No contesté, me fijé en que tenía la copa vacía. Se la quité, y la dejé al lado de la botella, sobre la mesilla de noche. Me levanté y forzándola ligeramente, invadí su boca con mi virilidad. No se hizo rogar y me acarició con ímpetu. Cuando vi que no aguantaba más, la puse en pie y ocupé su lugar. Entonces, la obligué a cabalgarme de espalda. No hay que decir, que para ella fue un gran placer.

Se movía con ganas, mientras, le acariciaba su abertura anal. Por los gritos que lanzaba, podía ver que le era placentero. Así que sin decir nada, la levanté y posé su ano suavemente sobre mi pene. Con mucha lentitud, fui entrando por el conducto anal. La penetré totalmente, a partir de ahí, la dejé que hiciera lo que quisiera.

Al principio se quedó quieta, indecisa, pero poco a poco fue moviéndose. Al principio, muy despacio, para acelerar después. Al final, terminó cabalgándome con un alegre frenesí. Volvimos a explotar y quedamos ambos inmóviles, el uno sobre el otro.

Cogí la botella de vino y serví las copas.

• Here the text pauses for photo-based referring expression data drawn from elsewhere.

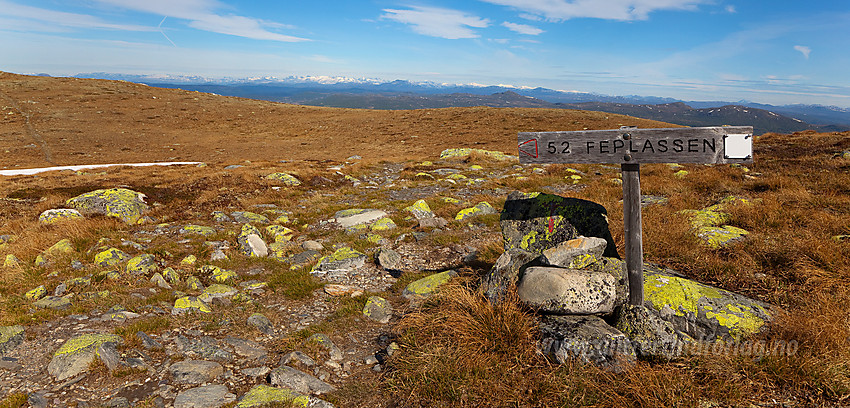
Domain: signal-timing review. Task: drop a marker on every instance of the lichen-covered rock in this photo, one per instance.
(75, 356)
(576, 253)
(111, 257)
(201, 230)
(189, 304)
(59, 215)
(57, 250)
(36, 293)
(171, 276)
(465, 152)
(587, 338)
(10, 337)
(707, 218)
(482, 208)
(251, 242)
(506, 272)
(383, 224)
(195, 371)
(536, 222)
(144, 265)
(357, 216)
(247, 217)
(378, 309)
(285, 376)
(721, 237)
(217, 291)
(343, 258)
(12, 261)
(218, 274)
(420, 209)
(567, 291)
(189, 260)
(53, 302)
(264, 395)
(193, 283)
(704, 312)
(426, 286)
(652, 337)
(128, 205)
(285, 178)
(207, 396)
(280, 233)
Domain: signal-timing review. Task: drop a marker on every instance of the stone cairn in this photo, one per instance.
(561, 261)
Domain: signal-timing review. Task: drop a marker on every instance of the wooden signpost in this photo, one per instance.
(629, 147)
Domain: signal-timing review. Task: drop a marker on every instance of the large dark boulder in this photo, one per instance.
(536, 222)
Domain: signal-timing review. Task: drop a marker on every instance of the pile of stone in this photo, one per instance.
(561, 262)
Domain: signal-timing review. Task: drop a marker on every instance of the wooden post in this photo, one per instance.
(633, 231)
(630, 147)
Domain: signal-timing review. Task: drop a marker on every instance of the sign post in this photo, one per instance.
(629, 147)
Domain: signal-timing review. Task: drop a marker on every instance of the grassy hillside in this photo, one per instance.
(453, 350)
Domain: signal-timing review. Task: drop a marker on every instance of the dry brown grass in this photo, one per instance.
(790, 260)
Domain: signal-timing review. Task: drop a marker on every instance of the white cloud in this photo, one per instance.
(625, 10)
(33, 18)
(522, 28)
(438, 22)
(202, 16)
(803, 50)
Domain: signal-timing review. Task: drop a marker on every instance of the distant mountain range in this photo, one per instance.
(376, 94)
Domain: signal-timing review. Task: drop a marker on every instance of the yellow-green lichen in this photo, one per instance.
(479, 209)
(122, 203)
(36, 293)
(86, 341)
(198, 230)
(262, 395)
(187, 303)
(111, 257)
(427, 285)
(59, 215)
(383, 224)
(717, 238)
(142, 265)
(285, 178)
(280, 233)
(681, 295)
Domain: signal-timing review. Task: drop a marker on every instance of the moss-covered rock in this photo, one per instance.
(77, 354)
(10, 337)
(128, 205)
(144, 264)
(218, 274)
(704, 312)
(56, 251)
(383, 224)
(59, 215)
(378, 309)
(426, 286)
(280, 233)
(285, 178)
(721, 237)
(482, 208)
(342, 259)
(201, 230)
(536, 222)
(464, 153)
(247, 217)
(12, 261)
(263, 395)
(190, 304)
(111, 257)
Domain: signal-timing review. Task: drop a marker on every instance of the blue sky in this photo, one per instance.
(778, 52)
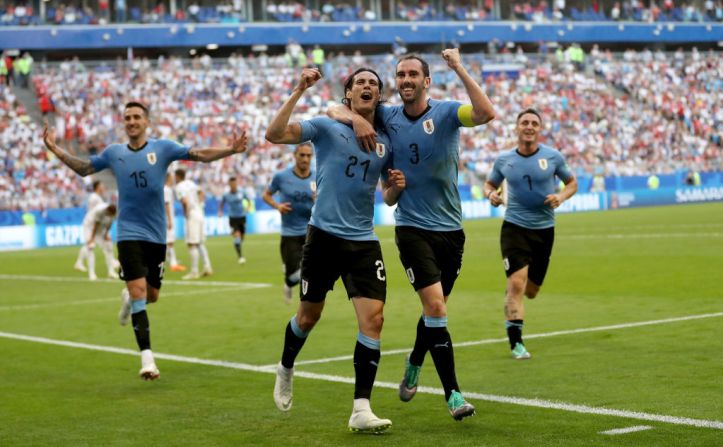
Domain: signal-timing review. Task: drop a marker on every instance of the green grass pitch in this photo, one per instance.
(608, 269)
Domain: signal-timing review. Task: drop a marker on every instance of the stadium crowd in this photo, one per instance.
(669, 119)
(122, 11)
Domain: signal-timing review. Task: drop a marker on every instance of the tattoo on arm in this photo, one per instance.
(81, 167)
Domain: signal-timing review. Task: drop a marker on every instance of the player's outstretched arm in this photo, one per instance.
(490, 191)
(482, 109)
(280, 131)
(393, 187)
(238, 145)
(363, 129)
(81, 167)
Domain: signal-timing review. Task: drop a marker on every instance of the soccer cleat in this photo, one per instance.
(364, 421)
(408, 386)
(283, 388)
(520, 353)
(148, 371)
(125, 312)
(458, 407)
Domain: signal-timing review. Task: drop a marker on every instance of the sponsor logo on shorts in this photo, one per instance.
(410, 275)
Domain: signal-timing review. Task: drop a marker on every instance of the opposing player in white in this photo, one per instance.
(94, 199)
(189, 194)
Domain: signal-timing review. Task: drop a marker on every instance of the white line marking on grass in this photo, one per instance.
(202, 283)
(529, 336)
(622, 431)
(60, 303)
(539, 403)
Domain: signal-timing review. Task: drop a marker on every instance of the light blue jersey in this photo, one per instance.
(235, 201)
(529, 180)
(427, 151)
(299, 192)
(140, 175)
(346, 178)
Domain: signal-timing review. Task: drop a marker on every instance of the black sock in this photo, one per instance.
(366, 362)
(142, 329)
(292, 347)
(440, 346)
(416, 358)
(514, 332)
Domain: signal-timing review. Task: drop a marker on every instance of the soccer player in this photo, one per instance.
(96, 228)
(296, 187)
(140, 169)
(171, 258)
(191, 198)
(340, 239)
(94, 199)
(528, 230)
(429, 234)
(237, 203)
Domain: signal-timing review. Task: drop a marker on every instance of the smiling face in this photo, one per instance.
(136, 122)
(364, 92)
(412, 83)
(528, 129)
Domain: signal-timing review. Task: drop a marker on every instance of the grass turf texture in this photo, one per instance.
(607, 268)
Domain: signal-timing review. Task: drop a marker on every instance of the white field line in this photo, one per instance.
(115, 298)
(529, 336)
(201, 283)
(622, 431)
(539, 403)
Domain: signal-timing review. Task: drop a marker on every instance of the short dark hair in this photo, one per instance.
(138, 104)
(529, 110)
(350, 80)
(425, 65)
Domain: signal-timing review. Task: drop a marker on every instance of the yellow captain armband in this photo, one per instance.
(464, 113)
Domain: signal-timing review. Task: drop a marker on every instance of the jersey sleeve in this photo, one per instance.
(100, 162)
(562, 170)
(496, 177)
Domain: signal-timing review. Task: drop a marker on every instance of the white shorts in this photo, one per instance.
(194, 229)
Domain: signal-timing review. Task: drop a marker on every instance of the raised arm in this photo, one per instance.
(209, 154)
(363, 129)
(81, 167)
(482, 109)
(280, 131)
(393, 187)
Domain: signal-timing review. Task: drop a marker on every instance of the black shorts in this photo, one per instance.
(523, 246)
(237, 224)
(326, 257)
(291, 249)
(141, 259)
(430, 257)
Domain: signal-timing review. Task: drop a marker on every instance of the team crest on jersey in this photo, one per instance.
(410, 275)
(381, 150)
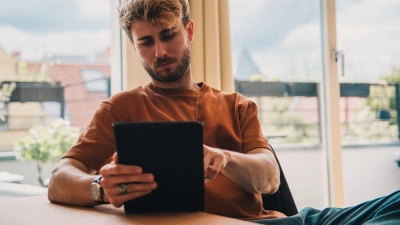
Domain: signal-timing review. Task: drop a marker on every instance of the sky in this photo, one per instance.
(73, 27)
(283, 37)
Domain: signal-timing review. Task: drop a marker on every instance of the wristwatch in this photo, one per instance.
(96, 191)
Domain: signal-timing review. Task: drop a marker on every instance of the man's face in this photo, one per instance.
(164, 52)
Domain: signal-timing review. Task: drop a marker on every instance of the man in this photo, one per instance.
(237, 160)
(238, 163)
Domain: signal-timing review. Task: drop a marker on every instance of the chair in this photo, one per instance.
(282, 200)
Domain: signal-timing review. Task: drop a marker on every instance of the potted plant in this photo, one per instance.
(47, 144)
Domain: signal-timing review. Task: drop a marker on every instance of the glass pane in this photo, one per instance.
(368, 34)
(56, 55)
(280, 41)
(276, 55)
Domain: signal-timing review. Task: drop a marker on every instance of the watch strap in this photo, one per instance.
(97, 181)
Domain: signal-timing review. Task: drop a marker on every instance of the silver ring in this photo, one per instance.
(122, 188)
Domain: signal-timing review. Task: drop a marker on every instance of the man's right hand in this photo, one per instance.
(138, 183)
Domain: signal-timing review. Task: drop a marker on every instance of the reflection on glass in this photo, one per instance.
(367, 33)
(57, 56)
(279, 41)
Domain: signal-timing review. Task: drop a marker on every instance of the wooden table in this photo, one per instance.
(38, 210)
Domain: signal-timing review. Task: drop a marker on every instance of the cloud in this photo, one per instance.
(32, 45)
(43, 16)
(284, 37)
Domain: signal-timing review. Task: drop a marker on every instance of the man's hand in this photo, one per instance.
(214, 161)
(138, 183)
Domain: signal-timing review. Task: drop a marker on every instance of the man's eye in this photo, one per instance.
(168, 37)
(146, 43)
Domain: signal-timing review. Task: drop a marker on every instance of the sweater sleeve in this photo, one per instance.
(96, 145)
(252, 135)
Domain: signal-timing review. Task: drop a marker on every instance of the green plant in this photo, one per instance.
(47, 144)
(5, 93)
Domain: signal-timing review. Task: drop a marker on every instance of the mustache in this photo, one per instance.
(164, 60)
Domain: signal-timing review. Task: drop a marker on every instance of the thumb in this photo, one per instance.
(115, 158)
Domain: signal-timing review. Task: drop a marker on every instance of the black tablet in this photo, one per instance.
(173, 153)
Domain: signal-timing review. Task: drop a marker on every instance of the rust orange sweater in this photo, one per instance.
(230, 122)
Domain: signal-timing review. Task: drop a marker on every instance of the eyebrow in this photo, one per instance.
(161, 33)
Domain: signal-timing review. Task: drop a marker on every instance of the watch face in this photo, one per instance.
(95, 191)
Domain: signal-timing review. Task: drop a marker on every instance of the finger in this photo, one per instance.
(119, 200)
(114, 191)
(115, 158)
(118, 169)
(206, 159)
(112, 181)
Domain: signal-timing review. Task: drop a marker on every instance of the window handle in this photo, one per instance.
(336, 55)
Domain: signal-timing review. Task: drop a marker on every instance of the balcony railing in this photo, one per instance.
(290, 111)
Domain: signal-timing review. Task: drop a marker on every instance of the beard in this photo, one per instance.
(172, 75)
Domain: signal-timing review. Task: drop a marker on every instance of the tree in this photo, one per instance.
(47, 144)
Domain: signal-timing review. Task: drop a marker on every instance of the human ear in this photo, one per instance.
(190, 30)
(133, 45)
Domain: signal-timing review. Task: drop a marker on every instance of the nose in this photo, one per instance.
(161, 49)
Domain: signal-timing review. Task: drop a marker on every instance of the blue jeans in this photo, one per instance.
(382, 211)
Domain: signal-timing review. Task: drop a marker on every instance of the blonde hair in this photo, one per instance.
(155, 12)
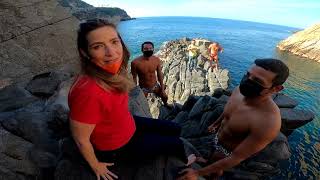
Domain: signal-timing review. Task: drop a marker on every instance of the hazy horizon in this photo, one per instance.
(291, 13)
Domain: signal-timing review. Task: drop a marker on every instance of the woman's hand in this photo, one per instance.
(101, 170)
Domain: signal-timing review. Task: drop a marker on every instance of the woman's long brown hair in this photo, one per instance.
(119, 82)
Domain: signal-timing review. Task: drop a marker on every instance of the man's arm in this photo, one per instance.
(160, 75)
(134, 72)
(214, 126)
(255, 142)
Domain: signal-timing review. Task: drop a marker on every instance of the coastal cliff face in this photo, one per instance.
(181, 81)
(83, 11)
(305, 43)
(35, 140)
(35, 36)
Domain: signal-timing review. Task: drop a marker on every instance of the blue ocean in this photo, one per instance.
(243, 42)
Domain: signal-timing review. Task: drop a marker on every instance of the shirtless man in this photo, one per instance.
(192, 48)
(213, 50)
(145, 67)
(250, 120)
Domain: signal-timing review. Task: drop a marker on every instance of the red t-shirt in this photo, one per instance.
(89, 103)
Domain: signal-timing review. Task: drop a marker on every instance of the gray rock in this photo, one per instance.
(45, 85)
(30, 39)
(197, 109)
(138, 104)
(303, 43)
(14, 156)
(14, 97)
(34, 128)
(294, 118)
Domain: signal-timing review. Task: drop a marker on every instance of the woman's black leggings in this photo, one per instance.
(153, 137)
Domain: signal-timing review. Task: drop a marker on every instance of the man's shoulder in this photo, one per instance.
(268, 118)
(136, 60)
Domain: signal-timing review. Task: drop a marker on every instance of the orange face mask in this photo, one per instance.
(112, 68)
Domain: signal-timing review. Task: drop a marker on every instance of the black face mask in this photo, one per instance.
(250, 88)
(147, 53)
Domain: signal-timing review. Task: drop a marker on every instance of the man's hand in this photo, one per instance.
(188, 174)
(101, 170)
(213, 127)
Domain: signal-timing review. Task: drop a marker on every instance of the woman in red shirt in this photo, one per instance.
(100, 121)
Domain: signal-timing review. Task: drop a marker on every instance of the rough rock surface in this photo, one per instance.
(305, 43)
(34, 135)
(181, 81)
(35, 36)
(82, 11)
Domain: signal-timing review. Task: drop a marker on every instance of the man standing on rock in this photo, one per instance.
(213, 50)
(250, 120)
(145, 67)
(192, 48)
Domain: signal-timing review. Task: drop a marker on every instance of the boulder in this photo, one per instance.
(45, 85)
(305, 43)
(14, 97)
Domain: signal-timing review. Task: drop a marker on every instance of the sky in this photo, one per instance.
(294, 13)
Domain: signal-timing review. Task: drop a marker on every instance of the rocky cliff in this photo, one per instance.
(35, 139)
(35, 36)
(304, 43)
(83, 11)
(181, 81)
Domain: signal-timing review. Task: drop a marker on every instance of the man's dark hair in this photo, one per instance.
(147, 42)
(276, 66)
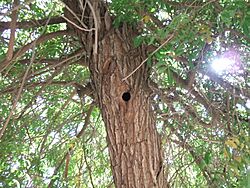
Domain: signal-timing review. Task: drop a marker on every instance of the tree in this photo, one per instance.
(138, 73)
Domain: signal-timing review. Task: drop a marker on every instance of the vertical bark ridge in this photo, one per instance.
(134, 145)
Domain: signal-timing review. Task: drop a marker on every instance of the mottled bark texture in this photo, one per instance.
(133, 142)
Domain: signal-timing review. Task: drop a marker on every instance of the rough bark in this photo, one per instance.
(133, 142)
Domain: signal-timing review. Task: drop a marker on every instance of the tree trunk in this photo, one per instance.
(134, 145)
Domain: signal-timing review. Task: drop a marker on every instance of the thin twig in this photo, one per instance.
(12, 31)
(96, 26)
(163, 44)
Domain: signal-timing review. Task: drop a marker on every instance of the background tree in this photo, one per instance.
(165, 81)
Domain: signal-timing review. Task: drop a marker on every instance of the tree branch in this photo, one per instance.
(12, 31)
(5, 63)
(32, 23)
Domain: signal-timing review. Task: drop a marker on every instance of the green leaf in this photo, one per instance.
(207, 157)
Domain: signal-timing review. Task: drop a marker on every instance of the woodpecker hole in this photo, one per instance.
(126, 96)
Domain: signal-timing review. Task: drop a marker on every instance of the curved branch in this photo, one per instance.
(5, 63)
(32, 23)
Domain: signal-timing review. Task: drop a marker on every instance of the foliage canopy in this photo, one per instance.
(200, 77)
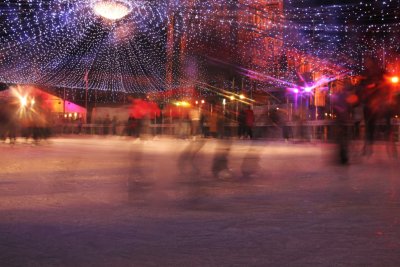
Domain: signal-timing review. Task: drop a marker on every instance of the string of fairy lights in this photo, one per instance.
(65, 43)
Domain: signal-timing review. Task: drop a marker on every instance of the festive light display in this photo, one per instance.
(138, 45)
(112, 9)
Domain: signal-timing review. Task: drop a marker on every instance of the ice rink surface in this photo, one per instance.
(109, 201)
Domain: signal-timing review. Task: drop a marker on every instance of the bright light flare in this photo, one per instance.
(112, 9)
(23, 101)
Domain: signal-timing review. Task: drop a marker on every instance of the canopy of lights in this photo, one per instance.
(152, 45)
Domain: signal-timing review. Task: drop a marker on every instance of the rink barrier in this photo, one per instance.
(323, 130)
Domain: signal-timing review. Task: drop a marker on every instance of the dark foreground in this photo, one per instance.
(116, 202)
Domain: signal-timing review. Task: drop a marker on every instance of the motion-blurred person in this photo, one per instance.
(369, 92)
(220, 165)
(249, 122)
(187, 165)
(216, 118)
(343, 103)
(251, 162)
(195, 122)
(242, 124)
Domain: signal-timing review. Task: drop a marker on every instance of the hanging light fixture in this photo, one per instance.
(112, 9)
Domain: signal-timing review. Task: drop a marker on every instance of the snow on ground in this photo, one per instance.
(108, 201)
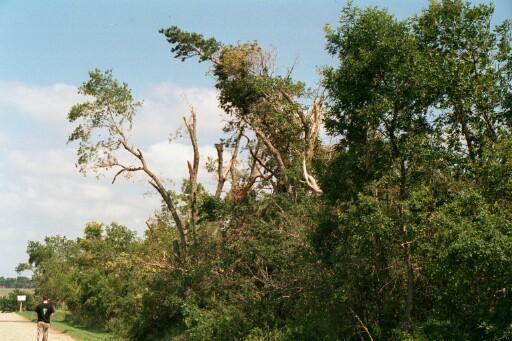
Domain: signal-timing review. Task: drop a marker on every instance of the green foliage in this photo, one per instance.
(10, 301)
(410, 240)
(101, 121)
(188, 45)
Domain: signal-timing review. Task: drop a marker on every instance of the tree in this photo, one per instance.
(103, 131)
(281, 133)
(470, 73)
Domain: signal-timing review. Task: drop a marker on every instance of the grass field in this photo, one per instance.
(6, 291)
(79, 333)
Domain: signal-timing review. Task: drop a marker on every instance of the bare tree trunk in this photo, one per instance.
(193, 169)
(220, 169)
(154, 182)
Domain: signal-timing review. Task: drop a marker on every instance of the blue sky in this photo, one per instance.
(46, 49)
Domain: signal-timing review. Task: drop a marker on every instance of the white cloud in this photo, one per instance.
(51, 162)
(166, 104)
(169, 160)
(44, 103)
(41, 191)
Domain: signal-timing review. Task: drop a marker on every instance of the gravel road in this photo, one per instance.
(16, 328)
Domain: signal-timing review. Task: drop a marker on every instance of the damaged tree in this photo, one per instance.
(268, 105)
(102, 132)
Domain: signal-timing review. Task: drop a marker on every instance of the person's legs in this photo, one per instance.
(45, 331)
(39, 331)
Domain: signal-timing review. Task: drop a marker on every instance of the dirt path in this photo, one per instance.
(15, 328)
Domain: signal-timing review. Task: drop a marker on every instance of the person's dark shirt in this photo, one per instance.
(44, 310)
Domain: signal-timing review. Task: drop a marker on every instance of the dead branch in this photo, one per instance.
(193, 169)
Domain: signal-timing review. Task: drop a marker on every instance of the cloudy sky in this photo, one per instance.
(46, 50)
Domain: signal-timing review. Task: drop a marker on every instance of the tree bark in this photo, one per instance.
(193, 168)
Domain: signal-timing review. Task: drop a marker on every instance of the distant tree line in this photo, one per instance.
(16, 282)
(399, 230)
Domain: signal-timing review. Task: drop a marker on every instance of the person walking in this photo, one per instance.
(44, 310)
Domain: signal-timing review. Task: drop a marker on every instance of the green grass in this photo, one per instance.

Elena dio un trago bastante largo mientras me miraba de forma enigmática.

– ¿Te parece bonito lo que me has hecho?

– No me ha parecido que te quejases.

– Porque me ha gustado, aún así, te has aprovechado. Además, me estás dejando exhausta.

– No puedo creérmelo.

– Te aseguro que es verdad, me tiemblan las piernas.

– No será para tanto, una mujer como tú tiene que tener más aguante.

– Y lo tengo, pero estoy llegando al límite.

– Pues tendré que comprobarlo – dije al mismo tiempo que le quitaba la copa de la mano.

Me pegué a ella y la besé tiernamente. Los besos se sucedieron, así estuvimos largo rato. Entonces, me puse a acariciarla con las manos. Cada vez que rozaba su clítoris, ella respondía dando un pequeño respingo. Al final me sujetó la mano y dijo:

– Ten cuidado, lo tengo irritado.

– ¿Ah sí? – pregunté con tono irónico.

– Como si no lo supieras.

No contesté, sino que reemplacé mi mano por mi lengua. Sin parar de acariciarla, le quité las medias. Pero al igual que mis dedos, ésta también, aunque la hacía gozar, la hacía sufrir. Era una mezcla de dolor y placer. Yo estaba a tono, así que con pocos miramientos, le di la vuelta y la puse a cuatro patas. Me puse tras ella y asalté su intimidad. La cabalgué de una manera salvaje, ella no se quejó, sino que siguió mi ritmo.

Nos costó llegar al estallido de felicidad. Esta vez, Elena cayó rendida. Estuvimos un tiempo indeterminado, abrazados. Cuando vi que se había dormido, me fui al baño y me relajé bajo el agua. A continuación, recuperé mi ropa y me vestí. Regresé al dormitorio, me serví una copa de vino, estaba caliente, y me quedé un rato mirándola dormir. Parecía un ángel. Entonces, muy a mi pesar, me fui.

Volví a verla, incluso volvimos a hacer el amor, pero ya nunca fue como aquella primera vez. Pasados unos meses dejé de verla, después, supe que se había ido de la ciudad. Era un espíritu libre. Tuve un pequeño pellizco en el pecho. Y es que, Elena, había sido un soplo de vida.